Quadrantes por Francisco Fernandes - Rainha Santa Isabel e o Milagre das Rosas. Milagre seu ou herança familiar?

Eixos de Opinião de maio de 2018

Título: Rainha Santa Isabel e o Milagre das Rosas. Milagre seu ou herança familiar?

Agora que o mês de maio caminha para o seu fim, um mês que em Portugal está associado ao culto mariano de Fátima, resolvemos relembrar um dos episódios mais conhecidos da nossa história, protagonizado pela rainha Santa Isabel.

D. Isabel, nascida em 1270, era filha do rei D. Pedro III de Aragão. O seu casamento com o nosso rei D. Dinis foi acordado em 1281, tendo Isabel pouco mais de 10 anos de idade, tendo o casamento sido celebrado em 1288.

D. Isabel tinha 17 anos e D. Dinis 26, num casamento celebrado em Barcelona por procuração, tendo depois a agora rainha deslocado-se até Trancoso, onde o rei a aguardava, para realizarem a boda real.

D. Isabel desempenhou um papel bastante ativo na política portuguesa, tendo tido intervenções decisivas em vários acontecimentos como conciliadora, evitando guerras, conflitos, como aqueles que opuseram o rei D. Dinis e o príncipe herdeiro, futuro D. Afonso IV, numa guerra civil que vitimava bastantes pessoas no país, ou então como mediadora no Tratado de Alcanizes, assinado em 1297 entre D. Dinis e D. Sancho IV de Castela, tratado que garantiu a paz e fixou as fronteiras entre os dois países, transformando Portugal no país europeu com as fronteiras mais antigas.

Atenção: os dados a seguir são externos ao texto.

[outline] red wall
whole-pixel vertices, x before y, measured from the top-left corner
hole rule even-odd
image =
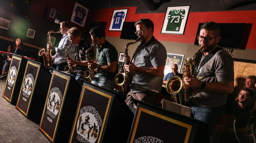
[[[194,44],[199,23],[213,21],[218,23],[252,24],[246,48],[256,49],[256,10],[203,12],[191,12],[183,35],[160,34],[165,14],[164,13],[136,14],[137,7],[113,8],[97,10],[92,13],[92,21],[107,22],[106,36],[120,37],[121,31],[109,31],[114,10],[128,9],[125,21],[136,21],[142,18],[148,18],[154,23],[154,35],[160,41]],[[91,13],[90,14],[92,13]]]

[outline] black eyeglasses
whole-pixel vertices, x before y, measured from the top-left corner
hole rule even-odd
[[[145,30],[147,30],[147,29],[146,29],[143,30],[140,30],[138,31],[136,31],[135,32],[135,34],[136,34],[136,35],[139,35],[139,33],[140,35],[142,35],[143,34],[143,31]]]
[[[206,42],[207,42],[207,43],[208,43],[209,42],[211,42],[211,40],[213,38],[215,38],[218,37],[218,36],[214,36],[213,37],[203,37],[200,35],[198,35],[197,39],[199,41],[202,41],[203,40],[203,39],[204,39],[204,41],[205,41]]]

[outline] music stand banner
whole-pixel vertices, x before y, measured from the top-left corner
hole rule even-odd
[[[52,142],[55,137],[70,77],[54,70],[39,130]]]
[[[99,142],[113,95],[84,84],[69,143]]]
[[[139,103],[128,142],[199,142],[195,141],[198,138],[197,136],[201,123],[199,121],[151,105]],[[205,130],[204,130],[205,133],[207,132]],[[200,139],[204,141],[202,142],[207,142],[207,139],[205,139],[207,137],[207,133],[200,135],[205,135]]]
[[[28,107],[30,104],[31,95],[34,90],[34,85],[37,79],[40,65],[28,61],[25,70],[22,85],[21,86],[16,107],[27,116]]]
[[[21,78],[24,73],[24,61],[21,56],[13,54],[3,94],[3,97],[12,104],[16,105],[17,103],[18,94],[15,93],[19,92],[19,87],[15,86],[16,84],[19,86],[21,82]]]

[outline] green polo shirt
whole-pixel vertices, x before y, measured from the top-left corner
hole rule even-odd
[[[97,47],[96,48],[96,60],[97,59],[98,64],[100,65],[107,65],[108,63],[117,61],[118,54],[116,48],[107,40],[101,47]],[[118,72],[117,62],[116,71],[111,73],[103,71],[98,69],[96,74],[99,77],[104,79],[114,80],[115,77]]]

Além deste papel político ativo, a rainha D. Isabel ficou também conhecida pela sua extrema bondade e dedicação às obras de caridade, ganhando fama de santa ainda em vida.

Foi ela que doou farinha para combater a grande fome que se sentia em Coimbra em 1293, frequentemente distribuía esmolas pelos pobres, pagava dotes de raparigas sem dinheiro e pagava mesmo a educação de fidalgos pobres, sendo ela fundadora de vários hospitais como Coimbra, Santarém e Leiria e patrocinadora de inúmeras obras religiosas.

Após a morte de D. Dinis, ingressou na ordem feminina de freiras clarissas, recolhendo-se no convento de Santa Clara de Coimbra, tendo após a sua morte em 1336, sido canonizada em 1625 pelo papa Urbano VIII.

O seu milagre mais conhecido é o denominado “milagre das rosas”, segundo o qual conta a lenda de que o rei irritado com a rainha por andar a distribuir dinheiro pelos pobres, proibiu-a de dar mais esmolas. Apesar desta proibição, a rainha continuava a ajudar os mais carenciados, levando às escondidas pão ou dinheiro no seu manto. Até que um dia, o rei confronta a rainha e pergunta-lhe o que leva no manto e ela responde-lhe “são rosas, senhor!”. O rei desconfiado pois estava-se no mês de janeiro, pede à rainha que abra o manto e do seu regaço caem as rosas mais belas que alguma vez havia visto. Mas terá esta lenda alguma veracidade?

A primeira referência a este episódio é uma pintura realizado num retábulo do século XIV, conservado no Museu Nacional de Arte da Catalunha. Foi passado para o papel por Frei Marcos de Lisboa, na Crónica dos Frades Menores, em 1562, atribuindo este e outros milagres à rainha.

Contudo, este milagre da nossa rainha não é original na Europa de final da Idade Média. Ele é semelhante a um atribuído à sua tia-avó Santa Isabel da Hungria, que anos antes da nossa Santa Isabel, já havia realizado um milagre de rosas em tudo semelhante.

Aliás, a família de D. Isabel que reinou em Portugal é mesmo uma família abençoada, pois além de ser sobrinha-neta de Santa Isabel da Hungria, foi tia das santas Cunegundes e Margarida da Hungria, prima de Santa Inês de Praga e a sua tia-avó já era sobrinha de Santa Edviges.

Fora do círculo familiar de D. Isabel, existem também outras santas que realizaram milagres idênticos, como a castelhana Santa Cacilda e a italiana Santa Zita, cujas vidas são anteriores à da nossa rainha santa, e também elas transformaram oferendas aos pobres em rosas.

Este factos em nada alteram a vida devota e a bondade da nossa rainha santa, bem como a sua devoção religiosa, vida que foi depois recompensada com a sua beatificação e canonização.

O que nos fica da lenda é uma prática bastante comum nesta europa medieval, marcada por uma forte religiosidade, com lendas orais que atravessavam todo o continente, tal como a lenda do galo de Barcelos. 

Mas essa fica para uma próxima oportunidade.